枉费我赢渊对你这么好,甚至连你要包庇聚贤堂里那帮子六国余孽,我都当做没看见了。
结果呢!
你居然在朝会上当着这么多人的面,拆我台?
我啥时候要杀你老师了?
“咳咳!兄长!可莫要说什么胡话!我何时说要杀你老师了?”
“这大秦谁不知道我赢渊宽厚待人、与人为善啊!”
“有些话,还请兄长三思啊!”
赢渊这怎么着也是要挽回自己形象的,当然得硬着头皮来啊。
甭管其他人信不信,反正他自己信了。
至于其他人,若是不信的话,自有锦衣卫上门跟他们谈心,并让他们转变观念的!
可这话一出,彻底把一应朝臣们给干懵了。
甚至连打算豁出去跟赢渊干上一场的淳于越,这会儿都是目瞪口呆的看着上首那位英姿勃发的大秦公子。
宽厚待人?
与人为善?
乖乖!
这八个字,哪一个字跟你公子渊能扯上关系了?
你所谓的宽厚待人,不会是厚葬的意思吧?
反正人都死了,家也抄了,厚葬一下也无所谓?
还是说,你所谓的与人为善,就是不杀直接流放三千里?
这些搞法,才符合你公子渊的作风吧?
而且,众人这时候还注意到一个事情。
那便是,这位素来肆无忌惮、杀人诛心的监国公子,居然被公子扶苏劝住了?
这很难得啊!
这世上,除了始皇帝陛下,居然还有人能劝住这个倔种公子?
可众人还没来得及高兴呢,赢渊忽然双眸一缩,满脸冷意的看向了淳于越。
“淳于博士……”
只是简简单单的一声称呼,原本还有些喧闹、嬉笑的朝堂,瞬间凝重了起来。
甚至不少胆子比较小的朝臣,眼睛都快闭上了。
实在是这位方才还口口声声说自己“宽厚待人”“与人为善”的监国公子,那气势居然让人呼吸都为之一滞。

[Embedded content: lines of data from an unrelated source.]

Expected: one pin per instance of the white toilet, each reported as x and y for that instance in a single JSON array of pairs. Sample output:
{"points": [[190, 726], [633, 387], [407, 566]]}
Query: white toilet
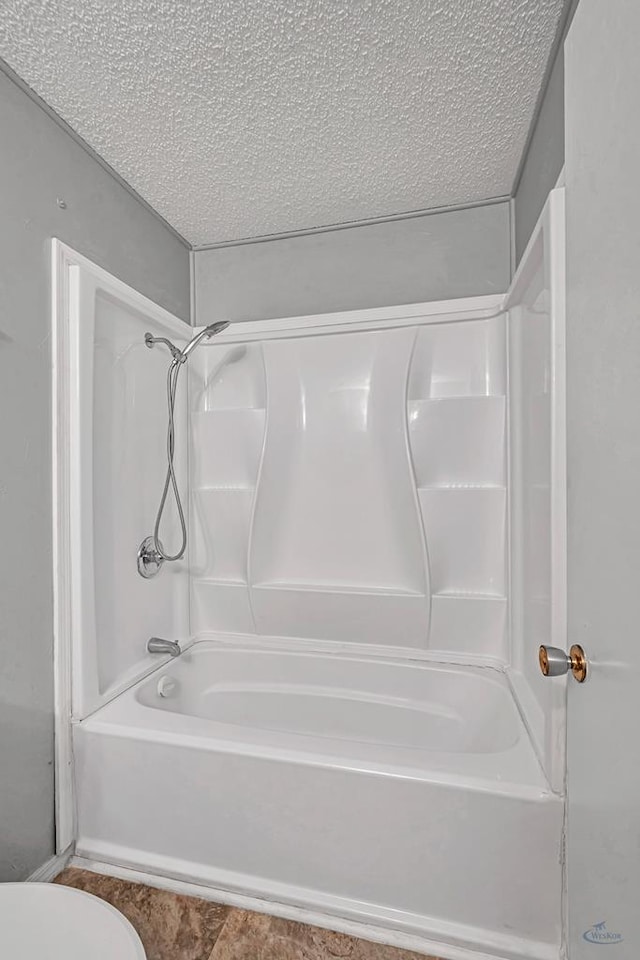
{"points": [[44, 921]]}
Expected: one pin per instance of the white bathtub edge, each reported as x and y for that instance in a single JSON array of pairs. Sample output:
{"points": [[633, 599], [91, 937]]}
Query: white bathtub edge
{"points": [[329, 915]]}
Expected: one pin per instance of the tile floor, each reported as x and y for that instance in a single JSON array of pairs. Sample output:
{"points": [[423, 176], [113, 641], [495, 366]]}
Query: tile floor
{"points": [[175, 927]]}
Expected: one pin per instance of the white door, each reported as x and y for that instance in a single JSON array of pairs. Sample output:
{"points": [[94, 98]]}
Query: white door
{"points": [[602, 70]]}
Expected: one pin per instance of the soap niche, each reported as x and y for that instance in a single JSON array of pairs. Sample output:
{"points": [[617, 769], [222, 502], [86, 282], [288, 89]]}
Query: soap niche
{"points": [[456, 413], [227, 435]]}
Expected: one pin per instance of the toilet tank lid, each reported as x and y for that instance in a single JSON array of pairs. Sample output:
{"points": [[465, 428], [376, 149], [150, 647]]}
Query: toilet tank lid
{"points": [[48, 920]]}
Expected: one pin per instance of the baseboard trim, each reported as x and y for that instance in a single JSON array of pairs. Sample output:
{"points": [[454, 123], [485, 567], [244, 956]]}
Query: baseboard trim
{"points": [[376, 933], [51, 867]]}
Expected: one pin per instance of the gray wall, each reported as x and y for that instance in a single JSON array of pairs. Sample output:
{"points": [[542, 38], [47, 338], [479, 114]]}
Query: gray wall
{"points": [[40, 162], [439, 256], [544, 159], [603, 417]]}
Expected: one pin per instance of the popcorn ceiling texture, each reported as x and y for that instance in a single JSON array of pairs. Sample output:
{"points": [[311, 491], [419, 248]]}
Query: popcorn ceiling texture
{"points": [[236, 119]]}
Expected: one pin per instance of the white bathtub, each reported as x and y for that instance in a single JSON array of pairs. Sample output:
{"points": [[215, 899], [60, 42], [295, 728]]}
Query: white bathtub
{"points": [[405, 795]]}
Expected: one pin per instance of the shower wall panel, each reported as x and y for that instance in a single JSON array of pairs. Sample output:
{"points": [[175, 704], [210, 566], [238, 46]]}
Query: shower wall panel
{"points": [[351, 487]]}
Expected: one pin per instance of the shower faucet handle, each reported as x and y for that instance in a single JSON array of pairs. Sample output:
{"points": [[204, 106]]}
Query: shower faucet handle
{"points": [[159, 645], [555, 662]]}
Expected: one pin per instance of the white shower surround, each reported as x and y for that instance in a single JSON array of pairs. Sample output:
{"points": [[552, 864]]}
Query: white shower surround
{"points": [[237, 120], [478, 814]]}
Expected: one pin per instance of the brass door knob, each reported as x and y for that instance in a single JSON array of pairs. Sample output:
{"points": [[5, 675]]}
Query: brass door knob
{"points": [[555, 662]]}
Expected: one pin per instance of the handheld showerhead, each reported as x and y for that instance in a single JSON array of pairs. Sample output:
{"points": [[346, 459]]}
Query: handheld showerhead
{"points": [[208, 332], [180, 356], [151, 554]]}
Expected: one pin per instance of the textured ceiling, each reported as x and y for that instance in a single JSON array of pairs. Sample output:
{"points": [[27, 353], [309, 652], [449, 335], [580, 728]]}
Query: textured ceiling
{"points": [[238, 118]]}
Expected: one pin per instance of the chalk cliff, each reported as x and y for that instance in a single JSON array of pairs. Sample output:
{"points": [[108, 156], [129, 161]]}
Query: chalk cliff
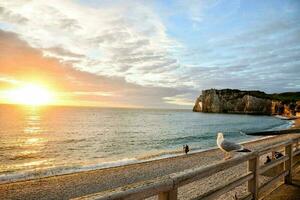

在场的朝臣,多多少少都是一路跟着始皇帝走过来的老臣了。
原本他们都以为自己快忘了始皇帝陛下的模样了。
可赢渊这股子气势一起,瞬间就让人想到了那位金戈铁马、气吞山河的始皇帝。
二者不愧是父子,这股子气势真就一模一样!
令人窒息,还带着一股子浓浓的肃杀,宛若下一科便会刀斧加身一般!
公子扶苏,这会儿直接苦笑了起来。
他感觉自己好像办错事了。
似乎六弟本就没有为难之意,反倒是因为自己这番话,让六弟生气了。
唉!
公子扶苏这会儿心里也在发苦啊。
他固然如今对于儒学之中的有些东西产生了怀疑和动摇。
可淳于越、叔孙通这两位老师,他一直都是认的。
对方二人这么些年的教导之恩,他们之间的师徒之情,他同样也是认的。
也正因为如此,他之前才会脱口而出那番刀下留人的话来。
可如今看来,自己冒失了啊。
自己救人心切,反倒是让他们兄弟俩都陷入到两难之敌了啊。
“淳于博士,本公子身为大秦公子,蒙父皇信任代为监察天下、监理朝政。”
“结果,你无凭无据之下,胡乱弹劾,肆意诽谤!”
“你觉着,本公子该怎么处置你?”
赢渊的这番话,说得很慢。
慢到几乎每一个人都能感受到话语之中那扑面而来的杀意!
除了...李斯。
李斯抬头看了眼赢渊,嘴角微微一勾。
哼!
老夫倒看你要演到什么时候!
别人可能没发现,但李斯却发现这位监国公子此刻虽有杀意,可没笑。
没错,没笑!
仅仅只是这一个理由,便让李斯确认,这监国公子并没有胡来。
杀人,不是不行。
但不同的人,需要不同的手段。
淳于越可不同于赵高等人。
赵高虽然名为中书府令,似乎比起淳于越这个毫无实权的博士要强上不少。
可实际上,所谓的中书府令就是个跑腿打杂的而已。
所有的权利,都来自于圣眷。
但淳于越不同!
公子扶苏之师,这事儿暂且放到一旁。
单说他那儒家大贤的身份,那可是早已名传天下了的。
若这等博学之士,真被赢渊在朝堂之上如同之前杖杀赵高那般直接活活打死,那怕是天下士子都会寒心。
甚至以后大秦本就暴戾的名声会愈发不堪。
那可就太不值了啊。
可如今看来,还好,公子渊至少没慌了手脚。
至于剩下的?
呵呵,老夫法家之人,何必在意儒家一条老狗?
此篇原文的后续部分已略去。